5.3 Quantum measurement classification (QMC)

In DMKDC we assume a categorical distribution for the output variable. If we want a more general probability distribution we need to define a more general classification model. The idea is to model the joint probability of inputs and outputs using a density matrix. This density matrix represents the state of a bipartite system whose representation space is ${\mathscr{H}}_{\mathcal {X}} \otimes {\mathscr{H}}_{\mathcal {Y}}$ where ${\mathscr{H}}_{\mathcal {X}}$ is the representation space of the inputs, ${\mathscr{H}}_{\mathcal {Y}}$ is the representation space of the outputs and ⊗ is the tensor product. A prediction is made by performing a measurement with an operator specifically prepared from a new input sample.

This model is based on the one described by González et al. (2020) and is depicted in Fig. 3 and works as follows:

Input encoding. The input $x\in \mathbb {R}^{d}$ is encoded using a feature map $\phi _{\mathcal {X}}$
$$z := \phi_{\mathcal{X}}(x).$$
(27)
Measurement operator. The effect of this measurement operator is to collapse, using a projector to z, the part ${\mathscr{H}}_{X}$ of the bipartite system while keeping the ${\mathscr{H}}_{Y}$ part unmodified. This is done by defining the following operator:
$$\pi := zz^{T} \otimes \text{Id}_{\mathcal{H}_{Y}},$$
(28)
where $\text {Id}_{{\mathscr{H}}_{Y}}$ is the identity operator in ${\mathscr{H}}_{Y}$.
Apply the measurement operator to the training density matrix:
$$\rho := \frac{\pi\rho_{\text{train}}\pi} {\text{Tr}[\pi\rho_{\text{train}}\pi]},$$
(29)
Calculate the partial trace of ρ with respect to $\mathcal {X}$ to obtain a density matrix that encodes the prediction:
$$\rho_{{\mathcal{Y}}} := \text{Tr}_{\mathcal{X}}[\rho].$$
(30)

The parameter of the model, without taking into account the parameters of the feature maps, is the $\rho _{\text {train}} \in \mathbb {R}^{D_{\mathcal {X}}D_{\mathcal {Y}}\times D_{\mathcal {X}}D_{\mathcal {Y}}}$ density matrix, where $D_{\mathcal {X}}$ and $D_{\mathcal {Y}}$ are the dimensions of ${\mathscr{H}}_{X}$ and ${\mathscr{H}}_{Y}$ respectively. As discussed in Section 5.1, the density matrix ρ_train can be factorized as:

$$\rho_{\text{train}} = V^{T} {\Lambda} V^{\ }$$

(31)

where $V \in \mathbb {R}^{r \times D_{\mathcal {X}}D_{\mathcal {Y}}}$, ${\Lambda } \in \mathbb {R}^{r \times r}$ is a diagonal matrix and $r<D_{\mathcal {X}}D_{\mathcal {Y}}$ is the reduced rank of the factorization. This factorization not only helps to reduce the space necessary to store the parameters, but learning V and Λ, instead of ρ_train, helps to guarantee that ρ_train is a valid density matrix.
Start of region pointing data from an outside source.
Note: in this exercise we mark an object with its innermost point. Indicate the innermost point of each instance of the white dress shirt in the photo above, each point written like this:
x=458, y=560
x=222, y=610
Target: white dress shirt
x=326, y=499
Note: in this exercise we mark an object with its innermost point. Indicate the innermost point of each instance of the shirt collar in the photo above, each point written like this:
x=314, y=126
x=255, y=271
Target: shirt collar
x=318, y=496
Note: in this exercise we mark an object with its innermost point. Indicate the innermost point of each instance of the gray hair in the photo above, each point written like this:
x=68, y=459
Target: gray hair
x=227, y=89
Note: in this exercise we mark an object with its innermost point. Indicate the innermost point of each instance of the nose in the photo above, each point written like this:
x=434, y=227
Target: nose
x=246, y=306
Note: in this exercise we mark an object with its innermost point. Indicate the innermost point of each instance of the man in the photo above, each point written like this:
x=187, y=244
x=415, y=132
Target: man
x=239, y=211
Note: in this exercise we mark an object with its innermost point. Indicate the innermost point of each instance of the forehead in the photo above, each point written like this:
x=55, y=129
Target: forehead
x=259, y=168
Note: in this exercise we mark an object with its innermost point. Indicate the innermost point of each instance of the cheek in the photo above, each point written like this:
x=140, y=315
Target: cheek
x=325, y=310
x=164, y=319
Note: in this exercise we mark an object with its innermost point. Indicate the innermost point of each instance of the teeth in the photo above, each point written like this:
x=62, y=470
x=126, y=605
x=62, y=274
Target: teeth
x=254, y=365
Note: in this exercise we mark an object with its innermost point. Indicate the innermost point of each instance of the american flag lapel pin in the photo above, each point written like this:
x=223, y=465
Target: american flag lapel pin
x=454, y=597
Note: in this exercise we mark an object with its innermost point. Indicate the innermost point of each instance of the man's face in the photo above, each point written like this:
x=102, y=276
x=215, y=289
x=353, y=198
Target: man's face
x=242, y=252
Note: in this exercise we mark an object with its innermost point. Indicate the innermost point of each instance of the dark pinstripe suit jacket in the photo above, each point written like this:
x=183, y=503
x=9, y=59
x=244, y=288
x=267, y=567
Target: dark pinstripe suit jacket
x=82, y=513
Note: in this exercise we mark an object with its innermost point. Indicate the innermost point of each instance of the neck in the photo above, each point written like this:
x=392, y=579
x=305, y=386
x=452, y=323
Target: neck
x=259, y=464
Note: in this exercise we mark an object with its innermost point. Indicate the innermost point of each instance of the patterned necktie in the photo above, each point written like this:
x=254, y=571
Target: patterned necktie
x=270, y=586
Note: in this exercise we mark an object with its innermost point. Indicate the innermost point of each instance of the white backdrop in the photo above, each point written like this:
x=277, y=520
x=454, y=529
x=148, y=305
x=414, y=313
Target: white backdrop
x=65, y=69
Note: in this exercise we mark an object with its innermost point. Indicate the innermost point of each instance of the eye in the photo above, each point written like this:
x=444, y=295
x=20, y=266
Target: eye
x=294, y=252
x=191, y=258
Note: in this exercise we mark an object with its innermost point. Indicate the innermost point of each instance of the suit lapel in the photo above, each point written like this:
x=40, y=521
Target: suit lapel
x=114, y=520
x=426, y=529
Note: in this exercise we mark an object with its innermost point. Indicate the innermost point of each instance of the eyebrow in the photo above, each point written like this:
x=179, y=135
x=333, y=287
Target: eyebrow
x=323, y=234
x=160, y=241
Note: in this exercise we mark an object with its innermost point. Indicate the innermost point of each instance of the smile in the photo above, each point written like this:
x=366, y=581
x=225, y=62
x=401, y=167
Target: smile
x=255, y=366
As in Section 5.2, we described two different approaches to train the system: one based on estimation of the ρ_train and one based on learning ρ_train using gradient descent. QMC can be also trained using these two strategies.

In the estimation strategy, given a training dataset $\{(x_{i}, y_{i})\}_{i=1{\dots } N}$ the training density matrix is calculated by:

$$\rho_{\text{train}}=\frac{1}{N}\sum\limits_{i=1}^{N} \left(\phi_{\mathcal{X}}(x_{i})\otimes\phi_{\mathcal{Y}}(y_{i})\right) \left(\phi_{\mathcal{X}}(x_{i})\otimes\phi_{\mathcal{Y}}(y_{i})\right)^{T}.$$

(32)

The computational cost is $O(ND^{2}_{\mathcal {X}}D^{2}_{\mathcal {Y}}$).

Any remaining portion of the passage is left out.